Qi has donned a hoodie and hit the streets late at night to complete a work a few times, but often he paints for hours in the middle of the day and has never got into trouble.
He has been spotted by urban patrol officials, chengguan, while spraying a few times, he says. "But usually they are just very interested in my painting and ask me questions about it."
Qi ascribes the chengguans' reaction partly to the nature of street art itself.
"Street art works display a love for the world," he says passionately. "It is different from graffiti, which doesn't consider its interaction with the environment. Street art is delicately created for a specific place."
This is certainly true of Qi, who gives an extraordinary amount of thought to how his work will be received by the community. Far from being a reclusive rebel like Banksy, in spirit he is much closer to the street performer Beever, even taking requests from passers-by.

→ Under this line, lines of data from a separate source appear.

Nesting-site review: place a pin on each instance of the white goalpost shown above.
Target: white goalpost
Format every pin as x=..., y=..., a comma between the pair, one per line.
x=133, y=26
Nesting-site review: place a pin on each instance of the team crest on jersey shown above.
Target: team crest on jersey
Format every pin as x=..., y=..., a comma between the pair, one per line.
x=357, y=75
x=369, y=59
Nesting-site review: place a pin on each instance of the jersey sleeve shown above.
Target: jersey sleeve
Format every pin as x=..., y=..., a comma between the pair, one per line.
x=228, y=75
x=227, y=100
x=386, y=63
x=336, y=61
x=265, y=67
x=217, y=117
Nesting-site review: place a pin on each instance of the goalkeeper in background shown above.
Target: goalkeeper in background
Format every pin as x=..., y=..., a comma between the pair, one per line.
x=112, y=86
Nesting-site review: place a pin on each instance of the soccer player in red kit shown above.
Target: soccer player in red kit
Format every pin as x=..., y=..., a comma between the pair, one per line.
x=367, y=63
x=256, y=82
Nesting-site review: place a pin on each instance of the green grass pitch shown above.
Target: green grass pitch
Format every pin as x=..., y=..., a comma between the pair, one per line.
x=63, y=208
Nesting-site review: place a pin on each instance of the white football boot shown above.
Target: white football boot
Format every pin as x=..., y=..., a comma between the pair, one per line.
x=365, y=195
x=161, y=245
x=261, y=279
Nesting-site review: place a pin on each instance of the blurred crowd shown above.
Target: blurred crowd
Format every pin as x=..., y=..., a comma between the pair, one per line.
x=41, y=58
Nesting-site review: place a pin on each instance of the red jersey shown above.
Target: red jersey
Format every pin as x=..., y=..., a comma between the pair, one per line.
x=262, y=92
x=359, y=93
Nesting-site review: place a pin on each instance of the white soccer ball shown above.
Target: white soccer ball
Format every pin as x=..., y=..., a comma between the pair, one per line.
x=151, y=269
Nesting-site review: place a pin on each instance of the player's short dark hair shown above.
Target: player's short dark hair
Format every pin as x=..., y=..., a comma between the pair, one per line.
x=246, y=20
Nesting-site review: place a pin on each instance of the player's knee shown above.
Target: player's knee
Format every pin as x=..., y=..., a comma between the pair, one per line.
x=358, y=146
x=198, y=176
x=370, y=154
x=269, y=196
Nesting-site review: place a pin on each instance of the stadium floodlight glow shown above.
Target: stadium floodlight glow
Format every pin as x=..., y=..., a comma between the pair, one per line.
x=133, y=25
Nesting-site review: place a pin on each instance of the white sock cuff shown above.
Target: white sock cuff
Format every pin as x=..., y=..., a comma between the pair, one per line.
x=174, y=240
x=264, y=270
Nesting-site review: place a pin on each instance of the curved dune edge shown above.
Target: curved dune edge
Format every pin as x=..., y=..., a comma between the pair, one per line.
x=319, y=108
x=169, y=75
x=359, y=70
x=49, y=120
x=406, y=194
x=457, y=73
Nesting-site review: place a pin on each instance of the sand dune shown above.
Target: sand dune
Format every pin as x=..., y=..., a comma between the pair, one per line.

Right now, he confesses, he is having some trouble with his dragons. "In the past, I have always painted my dragons black and white," he says. "But people keep asking me, why don't you paint with more color? It seems to be a requirement of the general public. So, I have been studying ways to add more color."
This dedication is partly cultural. "Chinese philosophy is humble. As I listen to people's advice, I get better, just like I take inspiration from the great masters," he says, before adding with a laugh. "But I don't take all the advice! If it's bad advice, I ignore it."
However, another reason Qi feels compelled to listen to the community is that he feels he should act as an ambassador for street art in China.
"I feel like my street work has more significance (than my 3-D work), because it may be able to change people's opinion of street art," he says.
"Street art has just 10 years' history in China; it is difficult for the general public to understand. But today it is getting huge media attention. Today's graffiti art is loved by people. Perhaps this is the first time Chinese people have embraced this kind of art," he adds.
But despite street art's increasing popularity in China, Qi worries that this will not lead to more youngsters picking up a spray can.
"Young people in China are very different (to those in the West)," he states. "Chinese youngsters are more focused on money. If they find out they can't make money from street art, they will think it is useless, hopeless."
Although, he makes clear, this is not really a cultural difference, but a result of factors that will be familiar to residents in New York and London.
"Rent is expensive in Beijing: Just one room is 5,000 yuan ($725). Young people aren't willing to invest time in something that won't make them much money," he sighs. "And in China, if you don't work, you don't get health insurance."
Even if Spray Paint Beijing's prediction that China will soon become a global center for street art does not come to pass, Qi is determined to represent his country on the international stage.
"Right now, I am working on creating Chinese 3-D paintings," he reveals, gesturing toward the huge canvases spread across the floor.
These sweeping landscapes of misty mountains are strikingly traditional: Qi has even tacked up a set of classical paintings on the wall to refer to while he is working.
"All over the world, there is only Western 3-D painting. I want to create a Chinese 3-D painting language," he explains proudly, adding that his street work is also part of the same effort.
"They are not actually 3-D, but they produce a 3-D effect on the spirit," he clarifies.
This is also partly the reason for his focus on dragons. "Chinese people believe we are the children of dragons," he states. "In China, the dragon has an uncertain image. Its image is always changing. In artistic creation, there is lots of freedom."
But there is also a much more personal reason behind his choice of subject. "My nickname was 'Black Dragon' when I was younger; I was born in the year of the dragon," he reveals. "I hope that my dragons can accompany my daughter as she grows older."